Modern network storage systems usually have an integrated FTP server, which – as long as it’s connected to the internet – can answer requests from FTP client programs such as FileZilla or WinSCP, thus enabling a convenient data exchange with various devices.
Theoretically, there are 65,536 ports available for network communication. Of these, ports 0 until 1023 have been reserved by the IANA (Internet Assigned Numbers Authority) as default ports for specific protocols or applications. The FTP server of your router, for example, generally accepts requests from the internet on port 21. To allow this, you must open the corresponding port on the surface and set up a redirect for incoming data packets to the network storage’s fixed LAN IP. For this purpose, you need to specify four settings in the administration interface of your router under the menu item 'Port forwarding' or 'Port mapping', depending on the router:
- The router’s port that is to be opened (known as 'Public Port' , 'External Port', or 'Inbound Service', depending on the device and manufacturer)
- The private IP address of the network device to which data packets are to be redirected (also 'Private IP' or 'Internal IP')
- The port on which the network device is to receive the data packets ('Private Port' or 'Internal Port')
- The protocol type to be used for data transmission ('Type')
To allow the FTP server of your NAS system to communicate via the internet, specify port number 21 for both the public port on the router, and the private port on the network storage. For the private IP address, use the fixed LAN IP that you determined in step 1 for your network storage. This instructs your router to automatically redirect requests and data packets from the internet that arrive at port 21 to your network storage’s port of the same name. However, to enable an interaction like this, client devices on the internet must know the address of your router. In step 3, therefore, it is important to define a consistent contact address.

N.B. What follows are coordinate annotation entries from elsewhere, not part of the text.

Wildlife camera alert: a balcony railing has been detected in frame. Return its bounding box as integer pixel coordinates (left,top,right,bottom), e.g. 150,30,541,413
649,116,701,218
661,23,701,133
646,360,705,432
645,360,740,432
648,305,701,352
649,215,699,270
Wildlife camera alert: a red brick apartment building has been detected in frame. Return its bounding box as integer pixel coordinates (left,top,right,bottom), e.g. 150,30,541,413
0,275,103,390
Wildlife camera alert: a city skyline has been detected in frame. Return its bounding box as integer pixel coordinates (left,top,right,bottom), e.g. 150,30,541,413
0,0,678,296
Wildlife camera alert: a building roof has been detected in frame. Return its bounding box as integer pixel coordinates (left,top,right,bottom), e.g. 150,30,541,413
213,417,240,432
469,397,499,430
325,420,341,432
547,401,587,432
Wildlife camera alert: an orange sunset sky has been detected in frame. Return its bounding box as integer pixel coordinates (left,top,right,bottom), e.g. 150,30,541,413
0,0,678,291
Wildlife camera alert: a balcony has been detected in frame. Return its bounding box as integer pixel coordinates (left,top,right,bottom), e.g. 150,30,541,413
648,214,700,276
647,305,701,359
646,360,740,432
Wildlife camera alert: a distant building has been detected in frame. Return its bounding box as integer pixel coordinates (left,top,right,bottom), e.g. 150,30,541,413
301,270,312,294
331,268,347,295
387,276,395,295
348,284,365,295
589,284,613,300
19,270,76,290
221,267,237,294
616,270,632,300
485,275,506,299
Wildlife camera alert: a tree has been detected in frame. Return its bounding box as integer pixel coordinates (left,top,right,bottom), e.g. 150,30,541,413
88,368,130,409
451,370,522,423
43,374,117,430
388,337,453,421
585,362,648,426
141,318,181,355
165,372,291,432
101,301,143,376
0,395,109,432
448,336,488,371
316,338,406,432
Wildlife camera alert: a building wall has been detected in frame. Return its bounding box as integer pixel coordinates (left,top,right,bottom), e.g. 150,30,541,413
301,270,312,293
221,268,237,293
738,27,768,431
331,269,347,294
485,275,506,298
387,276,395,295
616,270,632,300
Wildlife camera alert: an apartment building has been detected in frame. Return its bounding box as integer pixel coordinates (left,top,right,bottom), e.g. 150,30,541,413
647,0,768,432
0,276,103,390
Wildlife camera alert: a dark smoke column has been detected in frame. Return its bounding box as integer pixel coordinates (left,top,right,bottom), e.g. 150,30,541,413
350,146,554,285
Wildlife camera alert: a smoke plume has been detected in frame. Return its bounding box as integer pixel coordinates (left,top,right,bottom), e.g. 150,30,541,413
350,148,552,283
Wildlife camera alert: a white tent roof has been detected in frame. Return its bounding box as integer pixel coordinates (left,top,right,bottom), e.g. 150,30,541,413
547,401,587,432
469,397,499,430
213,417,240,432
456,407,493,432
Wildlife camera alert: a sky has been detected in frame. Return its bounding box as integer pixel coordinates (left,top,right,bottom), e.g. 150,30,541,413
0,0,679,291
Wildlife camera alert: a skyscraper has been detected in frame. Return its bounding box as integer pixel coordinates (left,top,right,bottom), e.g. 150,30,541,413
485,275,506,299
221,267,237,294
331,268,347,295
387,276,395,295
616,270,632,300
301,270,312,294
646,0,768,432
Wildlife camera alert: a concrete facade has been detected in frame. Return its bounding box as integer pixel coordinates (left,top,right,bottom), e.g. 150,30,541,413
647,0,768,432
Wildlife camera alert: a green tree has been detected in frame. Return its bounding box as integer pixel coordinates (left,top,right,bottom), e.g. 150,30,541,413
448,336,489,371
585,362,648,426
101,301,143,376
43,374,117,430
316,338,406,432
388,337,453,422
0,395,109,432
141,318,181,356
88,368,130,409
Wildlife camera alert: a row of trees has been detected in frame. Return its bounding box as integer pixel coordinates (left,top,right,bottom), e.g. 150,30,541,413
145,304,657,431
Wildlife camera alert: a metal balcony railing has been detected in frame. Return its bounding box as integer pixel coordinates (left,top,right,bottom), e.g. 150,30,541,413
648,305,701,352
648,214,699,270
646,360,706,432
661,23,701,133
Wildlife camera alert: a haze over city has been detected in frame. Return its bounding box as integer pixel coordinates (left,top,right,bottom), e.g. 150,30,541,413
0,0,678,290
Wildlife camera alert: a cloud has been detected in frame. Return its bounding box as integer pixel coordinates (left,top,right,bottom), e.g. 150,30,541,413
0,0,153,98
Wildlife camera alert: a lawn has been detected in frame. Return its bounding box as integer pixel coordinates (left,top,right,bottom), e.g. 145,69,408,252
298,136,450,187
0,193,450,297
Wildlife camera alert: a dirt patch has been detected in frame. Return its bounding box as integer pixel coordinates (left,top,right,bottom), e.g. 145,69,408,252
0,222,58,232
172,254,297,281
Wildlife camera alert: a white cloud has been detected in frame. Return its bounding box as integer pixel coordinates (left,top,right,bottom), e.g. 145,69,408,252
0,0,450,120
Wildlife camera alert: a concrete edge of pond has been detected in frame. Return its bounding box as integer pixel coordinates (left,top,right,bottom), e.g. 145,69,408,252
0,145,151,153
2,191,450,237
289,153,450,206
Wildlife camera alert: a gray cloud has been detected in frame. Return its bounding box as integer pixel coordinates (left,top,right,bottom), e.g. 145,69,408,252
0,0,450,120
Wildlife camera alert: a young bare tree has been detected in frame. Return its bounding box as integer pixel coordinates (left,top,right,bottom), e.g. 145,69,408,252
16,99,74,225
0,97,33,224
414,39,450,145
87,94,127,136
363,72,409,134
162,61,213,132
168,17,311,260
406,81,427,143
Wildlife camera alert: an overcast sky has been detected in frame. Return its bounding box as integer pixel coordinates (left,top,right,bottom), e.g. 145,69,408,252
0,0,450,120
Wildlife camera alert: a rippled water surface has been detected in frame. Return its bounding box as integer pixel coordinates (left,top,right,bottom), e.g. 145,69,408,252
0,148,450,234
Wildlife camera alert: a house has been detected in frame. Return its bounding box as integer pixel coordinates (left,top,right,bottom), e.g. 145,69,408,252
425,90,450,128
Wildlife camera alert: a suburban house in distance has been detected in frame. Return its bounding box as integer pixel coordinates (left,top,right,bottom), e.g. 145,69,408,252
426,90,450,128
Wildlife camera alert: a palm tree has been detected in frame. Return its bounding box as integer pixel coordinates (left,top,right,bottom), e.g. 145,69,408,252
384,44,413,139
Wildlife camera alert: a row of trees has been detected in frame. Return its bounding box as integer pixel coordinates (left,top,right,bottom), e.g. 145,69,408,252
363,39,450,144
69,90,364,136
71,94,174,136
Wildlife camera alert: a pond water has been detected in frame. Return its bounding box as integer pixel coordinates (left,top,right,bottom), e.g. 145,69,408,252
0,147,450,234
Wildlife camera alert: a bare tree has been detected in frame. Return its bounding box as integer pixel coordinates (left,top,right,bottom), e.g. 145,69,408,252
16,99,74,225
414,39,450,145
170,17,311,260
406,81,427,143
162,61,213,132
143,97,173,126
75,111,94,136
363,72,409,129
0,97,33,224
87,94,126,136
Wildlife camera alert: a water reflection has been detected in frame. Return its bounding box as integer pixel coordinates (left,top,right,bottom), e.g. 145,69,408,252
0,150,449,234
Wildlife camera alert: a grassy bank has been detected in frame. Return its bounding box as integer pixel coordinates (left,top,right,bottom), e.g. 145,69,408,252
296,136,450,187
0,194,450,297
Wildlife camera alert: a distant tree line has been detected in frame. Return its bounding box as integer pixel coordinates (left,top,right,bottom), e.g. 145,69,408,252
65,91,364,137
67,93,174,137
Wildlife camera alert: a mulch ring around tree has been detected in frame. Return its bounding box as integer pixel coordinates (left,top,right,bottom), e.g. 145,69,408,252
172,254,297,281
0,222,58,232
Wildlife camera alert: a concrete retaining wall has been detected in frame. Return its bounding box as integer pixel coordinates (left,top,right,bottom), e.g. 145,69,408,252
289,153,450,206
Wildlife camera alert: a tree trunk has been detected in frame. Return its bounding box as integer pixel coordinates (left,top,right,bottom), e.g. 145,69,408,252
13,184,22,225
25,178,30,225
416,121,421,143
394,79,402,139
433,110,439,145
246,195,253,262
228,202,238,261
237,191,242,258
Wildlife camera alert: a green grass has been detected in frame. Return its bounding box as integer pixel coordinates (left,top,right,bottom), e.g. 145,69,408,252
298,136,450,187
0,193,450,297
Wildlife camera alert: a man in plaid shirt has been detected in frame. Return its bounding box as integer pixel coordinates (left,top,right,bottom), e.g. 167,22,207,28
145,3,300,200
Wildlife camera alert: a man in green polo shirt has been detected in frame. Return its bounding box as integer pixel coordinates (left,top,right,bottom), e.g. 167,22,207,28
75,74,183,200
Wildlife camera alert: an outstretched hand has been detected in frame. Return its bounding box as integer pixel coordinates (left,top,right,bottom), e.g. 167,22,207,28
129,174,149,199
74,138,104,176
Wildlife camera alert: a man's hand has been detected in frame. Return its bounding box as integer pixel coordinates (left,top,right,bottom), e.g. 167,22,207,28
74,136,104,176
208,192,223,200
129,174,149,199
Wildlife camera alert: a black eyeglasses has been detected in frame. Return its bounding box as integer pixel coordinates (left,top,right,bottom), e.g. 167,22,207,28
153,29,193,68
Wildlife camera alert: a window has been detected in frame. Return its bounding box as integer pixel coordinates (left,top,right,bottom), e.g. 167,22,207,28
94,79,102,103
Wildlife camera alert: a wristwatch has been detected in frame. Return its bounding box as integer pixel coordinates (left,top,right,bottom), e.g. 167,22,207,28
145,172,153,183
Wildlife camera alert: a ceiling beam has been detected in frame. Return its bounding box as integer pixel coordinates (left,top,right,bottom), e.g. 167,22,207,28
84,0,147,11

3. Set up a dynamic DNS service
A dynamic DNS provides a proven method of making a router permanently accessible over the internet. This is an intermediary service, which is often offered free of charge by various providers on the internet. To use a dynamic DNS, register with a DDNS provider and set up a kind of pseudo-domain, which automatically redirects all requests to the current dynamic IP address of your router. The basic principle is the following: whenever your router is assigned a new dynamic IP address by the ISP, the router automatically reports the change of address to the DNS service. The current dynamic IP address is linked to the static pseudo domain. In order to access your network memory via the internet, you only need to know the static internet address and not the IP address that changes daily.